ENVIRONMENTAL

We have at our disposal proprietary ground improvement tools and techniques which can help mitigate some environmental concerns. Our machines are modular so that we can decide which assembly is best suited to the special conditions at each individual site. We call the basic configurations: the Phoenix™ Machine; the Trident unit; and, the Strata Mixer. The following are three common problems, and our suggested solution.

Wasted Land Minimization

The mining industry, apart from whatever ground needs disturbing because it gets in the way of digging out the ore body, also needs fairly flat land nearby on which to pile the leftover tailings. In most cases the volume of these wastes far exceeds the volume of the extracted ore body.

Here are three way our IP could help:

1.   The very fine particulate "slimes" can be reduced in volume by homogenization of the separate layer and lenses within their mass; our Strata Mixer has be specifically designed for that purpose.

2.   The coarser (sand-sized) tailings can be reduced in volume by using our hydrodynamic vibrator to force the individual particles into taking up a denser packing arrangement.

3.   The footprint occupied by the tailings dam can be minimized by providing a competent tailings' foundation so that subsequent crest lifts can be built by the "upstream" construction method.

Dirty Groundwater Cleanup

Our Trident hardware can withdraw contaminated water (or light fluid) from below the water table and replace it with clean water.
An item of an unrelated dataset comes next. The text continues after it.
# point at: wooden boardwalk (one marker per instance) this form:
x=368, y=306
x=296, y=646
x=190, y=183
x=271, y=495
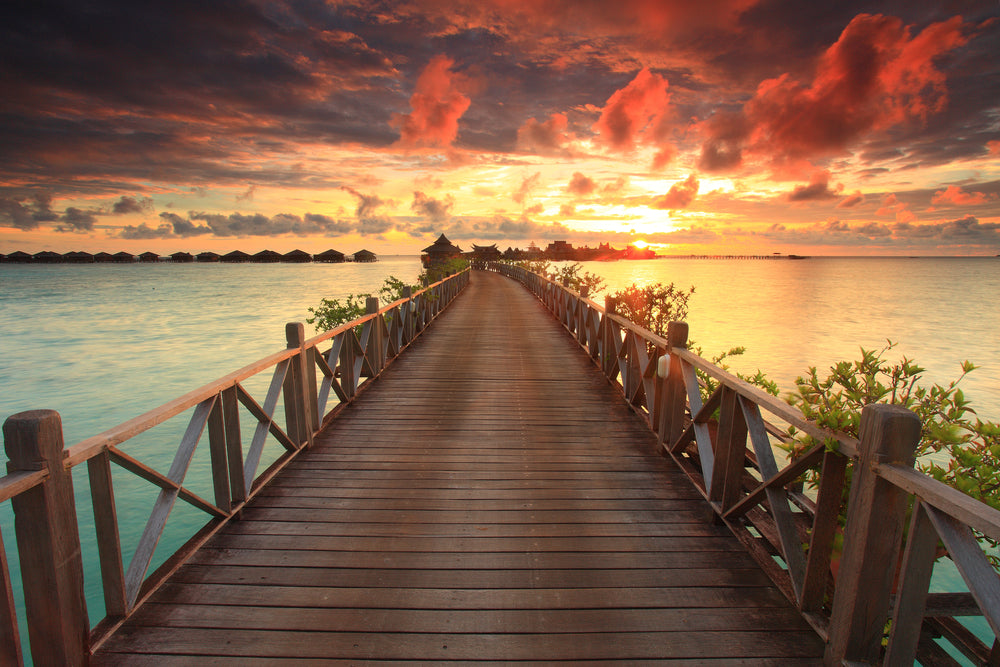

The current machine is intended for working at depths of up to about 25m (~80 feet) in sandy soils such as deltaic sediments or mine tailings; it is not designed to penetrate rock, glacial drift, or highly cohesive deposits.

It consists of 3 vertical and parallel tubular pokers which penetrate to the bottom of the contaminated ground. Each poker has a two-way fluid pump and a vibrator close to its nose cone (tip), all of which can be activated separately. Thus, for instance, two pokers might be set to pump water/fluid out of the ground, while the other replaces the dirty fluid with clean water. In that way the triangular area within the compass of the Trident can be rendered free of contamination. It is obvious that the water being pumped into the ground could initially contain a solvent to facilitate the cleansing circulation; and also, the replacement water could be a recirculation of previously withdrawn groundwater that had subsequently been purified.

Once the groundwater was treated at the lowermost level of contamination then the assembly would be gradually withdrawn upwards, so that the process could be repeated at each increment of elevation, thereby exposing the full depth of the aquifer to cleansing.

Fertile Soil Preservation

The expression "the Gift of the Nile" referred to Egypt in Roman times, and that was because each year the floodwater spread a new layer of fertile silt along the Nile valley and over its delta. So that this land beside the Sahara desert was able to feed its own huge population, with enough left over to trade for luxuries and idle time.

From where I am sitting I can see the Fraser River carrying it own sediments into our Delta. But sadly I've also seen this, our "gift", being ignorantly destroyed and lost forever by old-fashioned "ground improvement" technology. Current/standard practice is to first bury the fertile silt stratum beneath a huge pile of pre-load sand, and once all the fecund void spaces have been squashed, then as a final insult to Mother Nature, to import crushed rock from the quarries on nearby Texada island and stuff those broken bits down holes water-jetted through the dying silt layer. This is needlessly distructive.

The alternative is: Take out the living silt and spread it over the local tracts of farm land which suffer from seasonal flooding. Fill the excavations with the deltaic sands (available in abundance) and then make this continuous sand foundation as dense as you like by vibration. This is easily done with available equipment. Assiduous use of temporary sets of retrievable lightweight sheet piling to contain the excavations will make for simple implementation.